Done, and only cut myself once (the plastic of them centre console has sharp edges!). 20 quid mp3 player with 128 GB sd card in to hold whole library of music in car, nothing seen. I took a short video with sound but I'm not able to upload video files unfortunately. So, I'll have to describe! With rather puny speakers (40watt peak, two of), the sound is a little better than a std car stereo, but would be significantly better with larger speakers, I have to limit the volume significantly. Would I recommend the amplifier, definitely.
 
Just done this upgrade to my car. Twin coil stereo speaker, 6” from autosound in Bradford, fitted in place of the original rear shelf speaker. Removed the front rear fader from the centre console and used the original whole to mount the Bluetooth amplifier. Removed the Radiomobile 1080 radio and the front speaker while I had the console apart. Had a Rover radio blanking cover to fit on the centre console so all very neat and factory looking.
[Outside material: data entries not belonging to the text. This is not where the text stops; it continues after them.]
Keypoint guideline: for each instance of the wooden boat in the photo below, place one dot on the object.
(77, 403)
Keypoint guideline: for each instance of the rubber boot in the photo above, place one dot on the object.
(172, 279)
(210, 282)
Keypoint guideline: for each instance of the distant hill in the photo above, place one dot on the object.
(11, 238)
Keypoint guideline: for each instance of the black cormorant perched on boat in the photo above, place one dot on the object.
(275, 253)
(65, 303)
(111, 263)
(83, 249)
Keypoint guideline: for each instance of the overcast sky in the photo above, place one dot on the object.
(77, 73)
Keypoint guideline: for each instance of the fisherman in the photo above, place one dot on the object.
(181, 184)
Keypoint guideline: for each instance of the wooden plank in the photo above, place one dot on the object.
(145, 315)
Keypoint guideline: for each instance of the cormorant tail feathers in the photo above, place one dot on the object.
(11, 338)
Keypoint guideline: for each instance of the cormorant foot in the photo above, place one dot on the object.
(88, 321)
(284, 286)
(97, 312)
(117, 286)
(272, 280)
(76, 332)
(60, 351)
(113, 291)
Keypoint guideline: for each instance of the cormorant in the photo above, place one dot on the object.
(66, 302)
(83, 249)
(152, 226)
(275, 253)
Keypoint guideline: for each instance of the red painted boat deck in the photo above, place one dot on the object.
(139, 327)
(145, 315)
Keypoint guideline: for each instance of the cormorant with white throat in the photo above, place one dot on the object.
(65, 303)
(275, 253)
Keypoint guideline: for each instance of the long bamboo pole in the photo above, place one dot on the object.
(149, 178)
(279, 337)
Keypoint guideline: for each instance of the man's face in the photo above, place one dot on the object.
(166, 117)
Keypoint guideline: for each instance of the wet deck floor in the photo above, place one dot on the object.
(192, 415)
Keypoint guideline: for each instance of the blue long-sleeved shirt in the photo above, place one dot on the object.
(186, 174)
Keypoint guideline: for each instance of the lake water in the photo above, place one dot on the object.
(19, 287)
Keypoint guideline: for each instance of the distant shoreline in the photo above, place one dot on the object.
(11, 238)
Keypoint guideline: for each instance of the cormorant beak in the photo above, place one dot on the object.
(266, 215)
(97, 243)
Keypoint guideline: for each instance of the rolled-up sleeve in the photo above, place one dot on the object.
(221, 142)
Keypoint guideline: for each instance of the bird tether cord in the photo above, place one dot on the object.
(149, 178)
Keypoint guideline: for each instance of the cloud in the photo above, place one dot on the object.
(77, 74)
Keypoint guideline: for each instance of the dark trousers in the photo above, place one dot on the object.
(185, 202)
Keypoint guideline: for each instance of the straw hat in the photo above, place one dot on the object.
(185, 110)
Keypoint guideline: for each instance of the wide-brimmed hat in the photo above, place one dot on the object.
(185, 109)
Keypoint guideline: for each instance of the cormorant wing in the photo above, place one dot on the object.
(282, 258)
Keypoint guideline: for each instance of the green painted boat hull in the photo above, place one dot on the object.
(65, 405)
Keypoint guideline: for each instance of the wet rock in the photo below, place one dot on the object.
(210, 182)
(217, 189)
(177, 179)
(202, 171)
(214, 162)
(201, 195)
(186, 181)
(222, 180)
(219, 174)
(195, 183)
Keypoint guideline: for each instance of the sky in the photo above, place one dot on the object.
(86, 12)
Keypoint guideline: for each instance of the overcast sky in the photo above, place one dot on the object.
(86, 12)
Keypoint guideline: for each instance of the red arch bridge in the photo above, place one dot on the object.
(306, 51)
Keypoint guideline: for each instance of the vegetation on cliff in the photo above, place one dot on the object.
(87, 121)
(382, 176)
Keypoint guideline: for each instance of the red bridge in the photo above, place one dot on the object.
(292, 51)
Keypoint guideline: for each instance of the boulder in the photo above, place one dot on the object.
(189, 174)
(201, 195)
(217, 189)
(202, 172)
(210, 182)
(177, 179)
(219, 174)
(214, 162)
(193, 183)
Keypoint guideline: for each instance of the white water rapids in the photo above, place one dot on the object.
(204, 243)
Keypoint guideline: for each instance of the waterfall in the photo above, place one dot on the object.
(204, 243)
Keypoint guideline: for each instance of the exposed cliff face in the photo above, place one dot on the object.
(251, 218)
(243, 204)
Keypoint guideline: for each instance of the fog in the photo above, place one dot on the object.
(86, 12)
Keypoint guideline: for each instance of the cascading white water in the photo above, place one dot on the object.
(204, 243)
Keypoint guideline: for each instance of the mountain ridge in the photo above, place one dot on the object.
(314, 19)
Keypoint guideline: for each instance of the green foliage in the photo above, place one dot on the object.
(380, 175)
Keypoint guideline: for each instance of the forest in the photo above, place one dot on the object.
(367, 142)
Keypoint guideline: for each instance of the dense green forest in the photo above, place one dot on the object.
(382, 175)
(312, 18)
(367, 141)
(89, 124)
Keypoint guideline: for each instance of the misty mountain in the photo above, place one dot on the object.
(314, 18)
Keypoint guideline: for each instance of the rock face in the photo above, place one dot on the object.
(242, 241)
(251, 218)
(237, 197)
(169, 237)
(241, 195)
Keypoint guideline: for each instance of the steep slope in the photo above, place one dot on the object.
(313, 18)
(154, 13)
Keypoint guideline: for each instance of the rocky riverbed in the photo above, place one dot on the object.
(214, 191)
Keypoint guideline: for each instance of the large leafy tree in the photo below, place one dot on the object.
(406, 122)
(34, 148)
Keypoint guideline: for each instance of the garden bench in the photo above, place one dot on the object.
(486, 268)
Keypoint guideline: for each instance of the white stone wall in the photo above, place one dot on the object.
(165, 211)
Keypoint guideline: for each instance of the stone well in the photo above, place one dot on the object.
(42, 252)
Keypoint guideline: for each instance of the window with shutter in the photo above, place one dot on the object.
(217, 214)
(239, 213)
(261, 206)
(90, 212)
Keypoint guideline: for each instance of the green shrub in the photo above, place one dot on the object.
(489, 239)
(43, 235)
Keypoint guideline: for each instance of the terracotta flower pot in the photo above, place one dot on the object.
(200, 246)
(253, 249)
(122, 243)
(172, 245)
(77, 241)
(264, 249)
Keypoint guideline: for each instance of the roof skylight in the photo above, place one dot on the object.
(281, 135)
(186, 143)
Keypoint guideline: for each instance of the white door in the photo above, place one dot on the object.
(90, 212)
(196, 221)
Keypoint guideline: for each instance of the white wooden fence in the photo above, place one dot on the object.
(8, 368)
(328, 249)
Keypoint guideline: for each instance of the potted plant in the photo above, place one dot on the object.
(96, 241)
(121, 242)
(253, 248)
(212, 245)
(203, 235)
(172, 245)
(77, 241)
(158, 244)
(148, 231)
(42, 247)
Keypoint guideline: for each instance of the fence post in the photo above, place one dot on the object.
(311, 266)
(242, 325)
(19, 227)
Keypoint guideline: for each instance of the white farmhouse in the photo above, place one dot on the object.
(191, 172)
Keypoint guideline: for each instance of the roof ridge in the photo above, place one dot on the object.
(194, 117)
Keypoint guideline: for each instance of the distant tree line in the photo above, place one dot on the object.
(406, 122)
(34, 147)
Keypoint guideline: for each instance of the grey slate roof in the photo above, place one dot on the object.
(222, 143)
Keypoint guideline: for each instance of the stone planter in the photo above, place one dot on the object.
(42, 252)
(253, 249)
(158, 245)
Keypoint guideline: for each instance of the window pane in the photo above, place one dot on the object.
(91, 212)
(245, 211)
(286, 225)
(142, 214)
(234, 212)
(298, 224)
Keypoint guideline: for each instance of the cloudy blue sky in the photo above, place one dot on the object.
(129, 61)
Absolutely delighted with the sound quality, excellent bass, probably from the speaker being in the void above the petrol tank, no need to drill any holes, speaker fitted using the original fixing holes in the rear shelf. Excellent stereo from the speaker and I’ve bought 2 more speakers for my other cars.

very discreet and all can be seen is the small silver control knob on the side of the console.

Used the original radio 12v feed with a 5amp in-line fuse and that’s that.

Highly recommend.
 
Think on this idea. Another car I had was fitted with a hot point in the engine bay that was covered with a screw on plastic cap to avoid accidental shorts. The connection would accept 6mm ring fittings. It was also connected to the alternator output. When I started fitting relays to the headlights (fuse board starting to melt ) I fitted such a point, fed by a heavy lead connected to the light switch input, and protected by a 40A resettable breaker. It could also be supplied from the through bolt on the drivers floor, as Peter did. I find it very handy for items needing full time 12v in the engine bay.
 
Amplifier power output is a much abused term, and there have been wildly exaggerated claims from all sorts of amplifiers in the past. Information on the manufacturers web site is vague, and device is smaller than one would expect
With only a 12 volt power supply, delivering 120 W or even more as an option offers, would need some pretty high audio currents through the speaker wires, and possibly more heat dissipated by the amp than its size could cope with.
I would only caution that this level of power should be installed and checked by a car audio professional; also he might be able o say more than I dare on a public web-site.
I do not want to say any more on a public site.
 
120 Watts audio will require aspeaker the size of yur spare wheel, and the result in a P6 cabin would be disorientating and painfully deafening, and dangerous as the driver would not be able to hear ay external traffic warning sounds.
Electronically, controlling 120 W will generate a lot of heat and need substantial heatsinks. Heavy duty wires to the speakers and good connections all round.
A domestic TV at full volume might put out 1-2 Watts; do you really need more than 5 times this sound??
 
Hi Robin, i agree, can't be done with music that drowns everything out by being so loud. Regardless of the car I'm driving or the music system it's never very loud with me. I think the ratings of car stereo are likely exaggerated, and regardless, that's the max output, unlikely to be there on the dial in normal use, a bit like the max speed on the speedometer, it's there in black and white, but never reached, and even the thought is terrifying!
 
Max rating is like horsepower for engines. You don’t drive a car at full load all the time, but you want enough to make it comfortable in its normal range. Unless you drive a Corsa.